Stephen Hess, a scholar at the Brookings Institution, says he was "amazed" by Buchanan's strength. "It shows how flabby the president's organization is, and it shows that he's got a legitimate candidate, not just a talk show host, up against against him now." Buchanan was a host on CNN's "Crossfire" program before becoming a presidential candidate.

In the long run, Buchanan's vote indicates Bush could be vulnerable in the fall, Mr. Hess says. He explains: "These weren't people voting because they loved Pat Buchanan. They were [Republicans] voting because they were angry with George Bush."

Exit polls back up Hess's assessment. They shown that approximately 50 percent of the New Hampshirites supporting Buchanan were casting a protest vote. Of those, 23 percent said they would not back Bush in November.

The exit polls by news organizations also indicated that the final vote could easily have been worse for the White House.

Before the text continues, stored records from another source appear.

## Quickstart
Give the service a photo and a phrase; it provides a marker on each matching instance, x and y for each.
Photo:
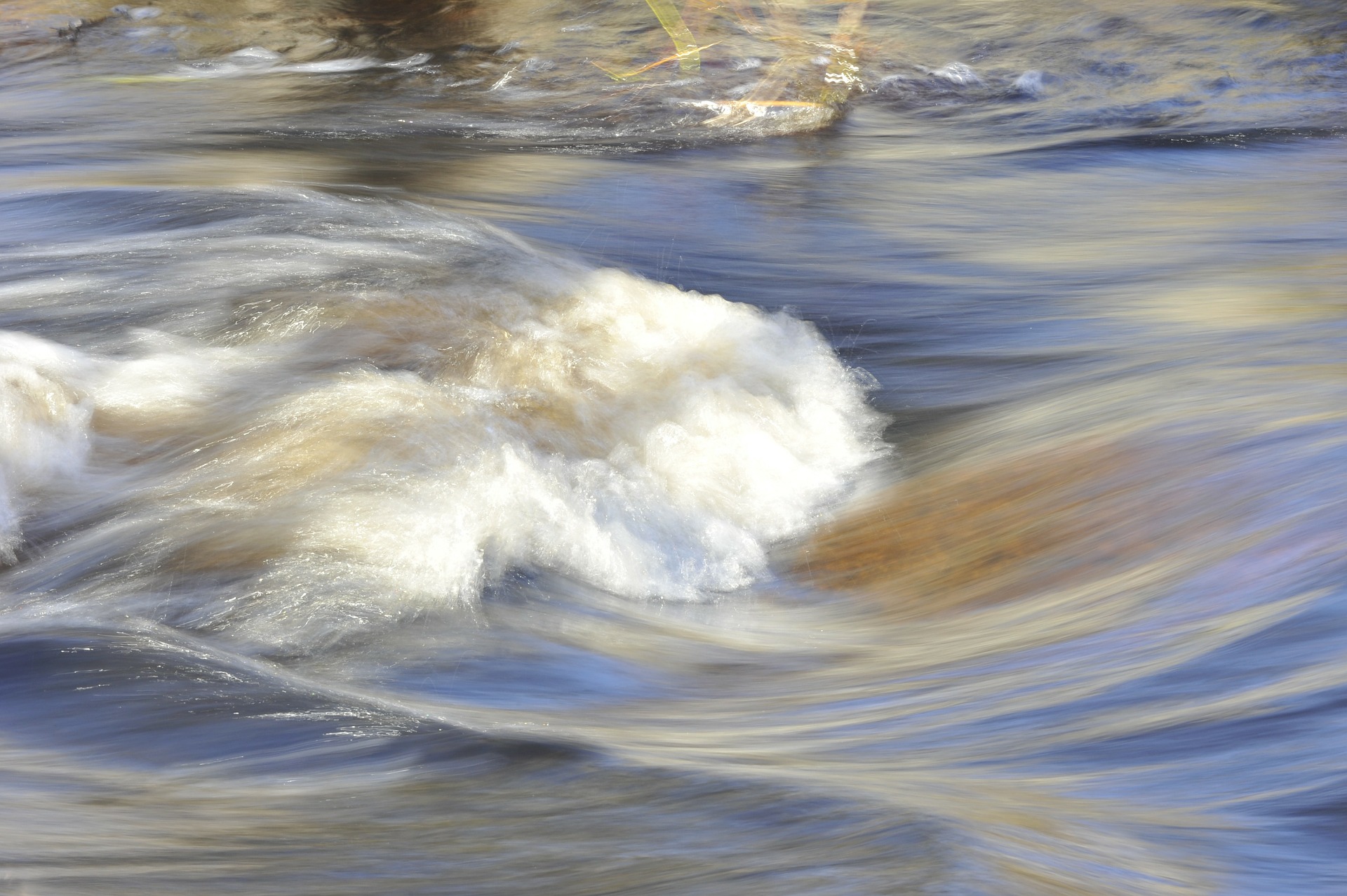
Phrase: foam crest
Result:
(347, 461)
(43, 424)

Even among Republican voters, 91 percent said they hoped the election results would send Bush a warning that he must pay more attention to the economy.

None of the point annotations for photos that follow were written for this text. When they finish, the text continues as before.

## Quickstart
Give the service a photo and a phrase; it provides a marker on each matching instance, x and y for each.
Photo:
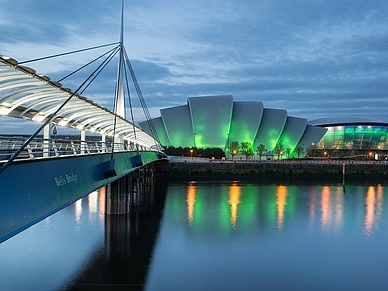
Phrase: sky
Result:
(313, 58)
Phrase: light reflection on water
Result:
(210, 236)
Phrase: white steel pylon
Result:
(120, 95)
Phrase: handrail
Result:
(47, 148)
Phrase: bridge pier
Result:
(125, 193)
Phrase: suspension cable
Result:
(141, 98)
(67, 53)
(48, 120)
(84, 66)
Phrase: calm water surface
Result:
(210, 236)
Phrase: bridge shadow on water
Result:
(123, 262)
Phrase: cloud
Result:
(313, 58)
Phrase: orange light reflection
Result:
(281, 202)
(370, 210)
(191, 192)
(234, 200)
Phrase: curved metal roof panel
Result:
(345, 120)
(25, 94)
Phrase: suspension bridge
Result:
(43, 173)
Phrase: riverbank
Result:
(301, 170)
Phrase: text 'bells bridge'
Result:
(40, 175)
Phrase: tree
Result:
(233, 148)
(299, 150)
(246, 149)
(279, 148)
(288, 152)
(260, 150)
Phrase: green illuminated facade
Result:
(353, 134)
(215, 121)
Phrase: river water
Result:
(209, 235)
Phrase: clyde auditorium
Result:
(215, 121)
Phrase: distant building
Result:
(215, 121)
(351, 133)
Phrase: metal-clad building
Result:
(215, 121)
(353, 133)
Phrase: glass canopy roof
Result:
(27, 95)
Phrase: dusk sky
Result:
(313, 58)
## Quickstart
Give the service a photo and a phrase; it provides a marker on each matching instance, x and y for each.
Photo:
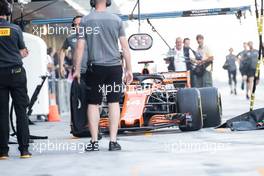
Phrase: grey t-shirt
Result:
(102, 31)
(231, 60)
(71, 42)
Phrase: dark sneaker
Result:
(114, 146)
(92, 146)
(4, 156)
(25, 154)
(242, 85)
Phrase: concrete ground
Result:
(166, 152)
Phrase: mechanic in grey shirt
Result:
(71, 42)
(104, 74)
(252, 57)
(232, 70)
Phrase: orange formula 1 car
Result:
(163, 100)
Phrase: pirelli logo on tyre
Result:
(4, 32)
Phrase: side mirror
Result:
(140, 41)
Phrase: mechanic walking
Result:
(104, 72)
(13, 81)
(204, 59)
(232, 71)
(71, 42)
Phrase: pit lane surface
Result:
(166, 152)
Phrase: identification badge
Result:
(4, 32)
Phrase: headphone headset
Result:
(93, 3)
(78, 16)
(6, 8)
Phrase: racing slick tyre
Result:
(189, 101)
(211, 106)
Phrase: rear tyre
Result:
(212, 107)
(189, 101)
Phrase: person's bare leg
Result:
(93, 119)
(114, 116)
(250, 85)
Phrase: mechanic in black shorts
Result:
(252, 56)
(104, 72)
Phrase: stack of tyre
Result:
(204, 105)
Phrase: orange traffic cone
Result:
(53, 110)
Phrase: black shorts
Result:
(251, 73)
(105, 80)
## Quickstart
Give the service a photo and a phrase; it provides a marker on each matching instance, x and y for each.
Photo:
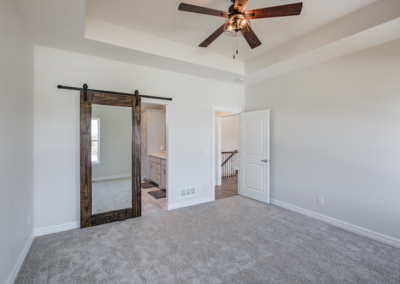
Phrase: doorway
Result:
(154, 158)
(247, 173)
(225, 152)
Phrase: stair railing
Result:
(230, 164)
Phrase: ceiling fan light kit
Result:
(238, 23)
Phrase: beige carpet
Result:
(232, 240)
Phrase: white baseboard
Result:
(189, 203)
(57, 228)
(347, 226)
(111, 177)
(20, 260)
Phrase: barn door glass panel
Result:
(111, 158)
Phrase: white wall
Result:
(335, 133)
(230, 133)
(57, 123)
(115, 141)
(16, 139)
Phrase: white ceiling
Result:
(293, 43)
(162, 19)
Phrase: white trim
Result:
(214, 109)
(347, 226)
(189, 203)
(57, 228)
(20, 260)
(111, 177)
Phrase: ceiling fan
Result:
(238, 19)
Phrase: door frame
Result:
(213, 142)
(167, 139)
(88, 219)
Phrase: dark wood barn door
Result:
(87, 218)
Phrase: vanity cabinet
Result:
(164, 177)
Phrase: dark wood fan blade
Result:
(240, 5)
(214, 36)
(251, 38)
(202, 10)
(277, 11)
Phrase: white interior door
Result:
(254, 155)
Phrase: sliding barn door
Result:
(88, 216)
(254, 155)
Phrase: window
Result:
(95, 140)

The Republican results nearly overshadowed the huge, 36-candidate Democratic race, in which Mr. Tsongas defeated Governor Clinton.

Clinton, who once was far ahead in this race, was beaten down during the past month by allegations of marital infidelity, and by charges that for several months during the Vietnam War he tried to avoid the draft. Even so, in the closing days Clinton's strength began to return.

"New Hampshire tonight has made Bill Clinton the comeback candidate," he told supporters at an election-night rally here in Merrimack. "At least I've proved one thing: I can take a punch."

Political analyst William Schneider, however, says the election results leave Democrats with two top contenders, Tsongas and Clinton, who both face serious questions about their electability.

Clinton's problems were partly washed away here. But Sabato cautions that Democratic voters are probably more forgiving about Clinton's draft problems than swing voters will be in November.

Tsongas has other electability problems. In the mid-1980s, he overcame what doctors called a life-threatening form of cancer. Democrats worry this could become an issue in November.

Also, some party activists, such as Terry Michael, a former official with the Democratic National Committee, are concerned that Tsongas lacks sufficient communications skills. Tsongas himself makes jokes about his lack of charisma.

The situation leaves some party leaders, such as Senate majority leader George Mitchell and House Speaker Thomas Foley, uncomfortable as they look toward November.

Even before the voting booths closed here, they were calling for new entries into the nominating race.

Potential candidates include Sen. Lloyd Bentsen of Texas, Gov. Mario Cuomo of New York, Rep. Richard Gephardt of Missouri, and Sen. Al Gore of Tennessee.

Yet it's unlikely they will enter the fray. An unauthorized write-in campaign for Cuomo in New Hampshire to fell far short of its 15 percent goal. And the deadline for getting into most primaries soon expires.

Both Republicans and Democrats now brace for a rapid round of primaries and caucuses in the next three weeks. These could be decisive.

Bush forces are building what they call a "firewall" against Buchanan in the South Carolina primary.

Democrats now focus on Maine, Georgia, and South Dakota, among other states.